D'altro canto, però, come ho già detto, non so se valga veramente la pena di dargli la possibilità di deludermi ancora.
<<Perdonami>> sussurra di nuovo, appoggiando la fronte alla mia. Ancora una volta resto in silenzio, ad ascoltare le gocce insistenti di pioggia che hanno ripreso a piombare sull'asfalto. Ne sento alcune sfiorarmi il viso e bagnarmi i capelli, ma non mi importa: in questo momento, rimanere immobile sotto la pioggia è estremamente rilassante.

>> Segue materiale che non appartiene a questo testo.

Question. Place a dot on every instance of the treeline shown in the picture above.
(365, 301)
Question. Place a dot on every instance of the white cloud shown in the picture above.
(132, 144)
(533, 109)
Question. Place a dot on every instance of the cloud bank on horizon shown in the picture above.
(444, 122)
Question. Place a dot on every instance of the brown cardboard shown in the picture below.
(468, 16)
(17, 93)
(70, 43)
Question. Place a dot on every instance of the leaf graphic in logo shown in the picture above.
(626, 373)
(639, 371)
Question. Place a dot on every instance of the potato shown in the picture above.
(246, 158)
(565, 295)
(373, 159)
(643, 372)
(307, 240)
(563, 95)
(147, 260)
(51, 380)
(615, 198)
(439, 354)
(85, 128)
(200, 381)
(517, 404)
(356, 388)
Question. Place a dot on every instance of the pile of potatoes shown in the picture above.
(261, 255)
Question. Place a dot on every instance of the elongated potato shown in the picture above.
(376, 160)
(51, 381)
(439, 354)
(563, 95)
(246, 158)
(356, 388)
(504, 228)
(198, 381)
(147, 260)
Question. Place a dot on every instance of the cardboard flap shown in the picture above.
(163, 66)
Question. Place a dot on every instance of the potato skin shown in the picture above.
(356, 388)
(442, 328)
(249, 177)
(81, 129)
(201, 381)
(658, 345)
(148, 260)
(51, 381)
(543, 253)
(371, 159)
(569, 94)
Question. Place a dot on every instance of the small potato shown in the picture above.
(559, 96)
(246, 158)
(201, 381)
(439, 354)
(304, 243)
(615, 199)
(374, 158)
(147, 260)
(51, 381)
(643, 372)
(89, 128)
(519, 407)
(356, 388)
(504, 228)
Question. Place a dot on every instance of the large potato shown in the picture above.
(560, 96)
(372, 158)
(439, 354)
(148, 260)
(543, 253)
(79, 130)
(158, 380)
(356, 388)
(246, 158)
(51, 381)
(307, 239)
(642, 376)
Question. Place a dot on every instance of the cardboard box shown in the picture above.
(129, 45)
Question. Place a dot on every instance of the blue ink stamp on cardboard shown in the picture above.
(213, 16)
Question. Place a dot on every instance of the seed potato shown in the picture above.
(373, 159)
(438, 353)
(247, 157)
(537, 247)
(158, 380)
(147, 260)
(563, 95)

<<Ho bisogno di tempo>> ribatto dopo un po', scostandomi da lui.
Andrew abbozza un sorriso sghembo e mi guarda dolcemente.
Ecco, penso, questo è il suo sguardo.
<<Ci vediamo a lavoro domani?>> mi domanda improvvisamente e io torno a rabbuiarmi.
<<Non avevi detto che sono licenziata?>> chiedo accigliata. <<Tuo padre non ha neppure risposto al messaggio che gli ho inviato. Deduco di non essere più la benvenuta.>>
<<Ho parlato io con mio padre. Puoi tornare a lavoro quando vuoi e assentarti ogni volta che ne hai bisogno. Ovviamente se si tratta di una buona causa>> ribatte alzando un sopracciglio.
Non riesco a trattenermi dal lanciare un urletto di gioia e di saltargli al collo.
<<Grazie, Andrew. Non sai quanto te ne sono grata>> esclamo stringendolo forte.
<<Non c'è di che, Tess. Farei qualsiasi cosa per renderti felice, è il caso che tu lo sappia>> ribatte lui, senza smettere di sorridere.
Prima di andarsene, mi stampa un breve bacio sulla guancia. Si incammina verso la sua auto e io resto a fissarlo finché non sale, mette in moto e sfreccia via.
A seguito di quello che è successo qui, sono obbligata a ricredermi: forse alcune persone meritano una seconda possibilità.